1: Americans have better survival rates than Europeans for common cancers.
2: Americans have lower cancer mortality rates than Canadians.
3: Americans have better access to treatment for chronic diseases than patients in other developed countries.
4: Americans have better access to preventive cancer screening than Canadians.
5: Lower income Americans are in better health than comparable Canadians.
6: Americans spend less time waiting for care than patients in Canada and the U.K.
7: People in countries with more government control of health care are highly dissatisfied and believe reform is needed.
8: Americans are more satisfied with the care they receive than Canadians.
9: Americans have much better access to important new technologies like medical imaging than patients in Canada or the U.K.
10: Americans are responsible for the vast majority of all health care innovations.
Details and references at ncpa.org.
this list might be true, but without an explanation of the epidemiologic issues surrounding some of them, its really kind of misleading. thank god im here to explain! ;)
just to address the most glaring problem…
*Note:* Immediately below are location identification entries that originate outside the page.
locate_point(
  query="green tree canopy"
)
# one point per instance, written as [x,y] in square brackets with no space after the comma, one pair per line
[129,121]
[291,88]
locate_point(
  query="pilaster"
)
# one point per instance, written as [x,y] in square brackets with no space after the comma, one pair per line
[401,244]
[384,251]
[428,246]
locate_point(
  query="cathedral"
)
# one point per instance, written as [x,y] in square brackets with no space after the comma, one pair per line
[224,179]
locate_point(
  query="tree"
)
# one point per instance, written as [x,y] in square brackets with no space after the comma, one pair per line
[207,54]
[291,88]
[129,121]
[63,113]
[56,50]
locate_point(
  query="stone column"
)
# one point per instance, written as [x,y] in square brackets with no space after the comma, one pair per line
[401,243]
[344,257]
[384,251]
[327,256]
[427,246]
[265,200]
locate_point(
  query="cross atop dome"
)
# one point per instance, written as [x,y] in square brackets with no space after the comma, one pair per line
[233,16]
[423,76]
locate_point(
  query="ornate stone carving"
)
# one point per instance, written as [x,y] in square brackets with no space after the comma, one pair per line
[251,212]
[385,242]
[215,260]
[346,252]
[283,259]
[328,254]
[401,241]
#1, #2 and #4 are highly correlated and not because screening necessarily improves treatment or the course of cancers. screening often picks up small and slow growing cancerous growths which are not actually all that dangerous – this is especially true of prostate cancer. many of these cancers would not cause mortality or mordibidity at all if untreated. because of this, in the US the diagnosis rate for nonlethal cancers is much higher than in countries with less aggressive screening programs, and thus the apparent mortality rate is lower. (this is called length-biased sampling)
screening also presents the problem of lead-time bias – which means that since cancers are caught earlier, people tend to appear to survive longer with it, regardless of whether or not treatment has actually prolonged their life. Im confused about whether #1 is addressing survival rates (as the headline says), or mortality rates (as the text says) – mortality rates are much more useful when evaluating the effects of screening programs.
Can’t touch that. Thanks esoteridactyl.
and of course, screens like mammograms and colonoscopies and the possible unnecessary treatments that can result, drive costs up tremendously, and have risks themselves. not that they shouldnt be done at all, but we probably dont need to be doing them across the board.